In most homes with young children you will find evidence of their little lives everywhere. Yvonne Cahalane’s house in Dunmanway county Cork is no exception.
Tiny clothes are drying near a radiator, a shiny yellow plastic car lies abandoned on the couch and the Minions DVD is playing in the background.
But between the scattered toys in Yvonne's home there are other items. A large hold-alls containing piles of boxes of prescription medications, complicated-looking first aid kits and an oxygen tank.
For Yvonne, her husband John and their two sons; Oscar who is three, and Tristan who turns two in December, this medical paraphernalia are a part of their everyday life.
Tristan was diagnosed with Dravet syndrome about a year ago. Dravet syndrome, also known as Severe Myoclonic Epilepsy of Infancy, is a rare and aggressive form of intractable or, uncontrollable, epilepsy. It is genetic and therefore inoperable.
There are many physical and mental conditions associated with this neurological disorder, but most deadly are the seizures. There are many but Yvonne particularly fears atonic seizures, where the sufferer collapses in a split second, and tonic-clonic seizures, violent, full body convulsions.
Sadly, Tristan experiences one form or another of seizure every day.
For those afflicted with Dravet Syndrome, the prognosis is grim. At worst there is a risk of sudden unexplained death in epilepsy (SUDEP).
At best they face a life-time of heavy medication and supervision. This is not only physically challenging but it is mentally and emotionally draining, and equally so for their loved ones.
The treatment for Dravet syndrome is highly individual. What works for one patient won’t necessarily work for another and Tristan has already had his share of counter-productive prescriptions.
For example the benzodiazepines which are administered to bring Tristan out of a seizure are not only a highly addictive sedative but because they work to relax the muscles, paramedics have been forced to use a bag mask valve when Tristan has stopped breathing.
There are also other side effects from everything that Tristan is forced to take.
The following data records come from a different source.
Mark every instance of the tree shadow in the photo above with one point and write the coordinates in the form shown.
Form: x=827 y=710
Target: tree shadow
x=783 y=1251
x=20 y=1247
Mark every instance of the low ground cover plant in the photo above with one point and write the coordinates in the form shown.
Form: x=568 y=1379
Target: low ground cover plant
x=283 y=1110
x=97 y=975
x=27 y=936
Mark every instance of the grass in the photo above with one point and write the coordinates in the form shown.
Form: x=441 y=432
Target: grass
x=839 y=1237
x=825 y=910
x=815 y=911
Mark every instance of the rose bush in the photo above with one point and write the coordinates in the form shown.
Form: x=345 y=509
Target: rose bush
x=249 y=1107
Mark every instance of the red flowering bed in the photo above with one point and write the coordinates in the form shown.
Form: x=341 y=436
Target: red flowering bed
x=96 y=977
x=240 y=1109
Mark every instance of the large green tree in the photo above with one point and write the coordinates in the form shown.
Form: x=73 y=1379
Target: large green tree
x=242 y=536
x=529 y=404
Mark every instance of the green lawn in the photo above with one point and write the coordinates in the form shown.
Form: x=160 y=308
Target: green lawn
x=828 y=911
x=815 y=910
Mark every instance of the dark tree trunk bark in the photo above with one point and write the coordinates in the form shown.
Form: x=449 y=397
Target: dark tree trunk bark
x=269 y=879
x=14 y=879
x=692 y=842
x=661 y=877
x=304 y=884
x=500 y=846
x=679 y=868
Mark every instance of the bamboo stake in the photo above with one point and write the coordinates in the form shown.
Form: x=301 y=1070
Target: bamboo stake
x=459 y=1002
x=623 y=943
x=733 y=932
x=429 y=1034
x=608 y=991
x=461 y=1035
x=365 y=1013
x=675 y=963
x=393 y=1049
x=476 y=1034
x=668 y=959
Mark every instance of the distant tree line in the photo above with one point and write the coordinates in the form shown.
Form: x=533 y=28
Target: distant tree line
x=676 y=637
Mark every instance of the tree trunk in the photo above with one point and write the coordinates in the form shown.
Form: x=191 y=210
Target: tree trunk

Some cause behavioural problems or alter his mood, others affect his sleep and appetite. They all cause cognitive issues.
“Knowing the inevitable with the condition, we wanted to know what’s going to happen when he comes to the end of the road with the medications that’s he’s on," reveals Yvonne.
"We found out that they just rotate. They just start another cocktail of them, or a different dose, a different combination. And we just thought, the side effects of these are bad enough, besides just going over and over again with things that don’t work.”
It was this information that inspired Yvonne and John to research alternative options and through that process they have come to a decision that they hope will eventually change everything for the better.
In the past year more than €50.000 has been fund-raised by their family, friends and community. Because of this wide-spread generosity, Yvonne and Tristan are leaving Ireland on the 13th of December and moving to Colorado where they will live for the next year to eighteen months.
Once there, Tristan will begin a hospital-based therapeutic treatment using cannabis oil as a supplement.
On November 7th 2000, an amendment to the Colorado State Constitution was approved which would permit the use of cannabis to patients with specific conditions; epilepsy is included in this list.
While Yvonne is not yet releasing speficic information about the hospital or doctors that will be treating Tristan she explains that the plan is to bring Tristan to his therapeutic dose with the cannabis oil then start to wean down very slowly off the other medications.
"It could be all be brought down to a 100ml bottle of whole plant cannabis oil that could last two, even three months, plus maybe one or two pharmaceutical medications.”
While the plant is still illegal in most parts of the world for recreational purposes, laws around cannabis being used as a form of medicine seem to be changing rapidly.
“It was always a medicine, before greed and discrimination took over. It was taken off the botanical pharmacopoeia list in the 1940’s but now it’s back on there,” points out Yvonne.
There are many conditions, such as Cancer, Multiple Sclerosis, Parkinson’s disease and Glaucoma that are reportedly eased by smoking, ingesting and even topically applying different parts of the cannabis plant. Most medicinal strains are low in tetrahydrocannabinol, or THC, the psychoactive compound of marijuana and high in cannabidiol; CBD, which has medicinal properties but no psychoactivity.
Yvonne is certainly not alone in her decision to relocate to the States seeking cannabis treatment for her child. There is an ever growing community of parents with epileptic children who have moved there with the same hopes.
The widely publicised success stories behind CBD based products such as Jayden’s Juice or Palmetta Harmony will, no doubt have inspired many to make the trip.
Yvonne is thankful for all the support and love shown to her family and is optimistic about the opportunities that await her son, despite the distraught she feels about leaving her husband and her other little boy, Oscar.
Tristan’s progress will be monitored throughout the year and relayed back to Irish doctors, politicians and media.
If the treatment is successful, Yvonne wants to ensure it can be continued when they return home.
“Hopefully trials in Ireland will start soon, if people speak up, for their own child, their own condition, whatever it may be. And look into it. It’s safe. I wouldn’t try it on my child if it was a gamble or a risk. It’s something I really hope will work long term. But it will work.”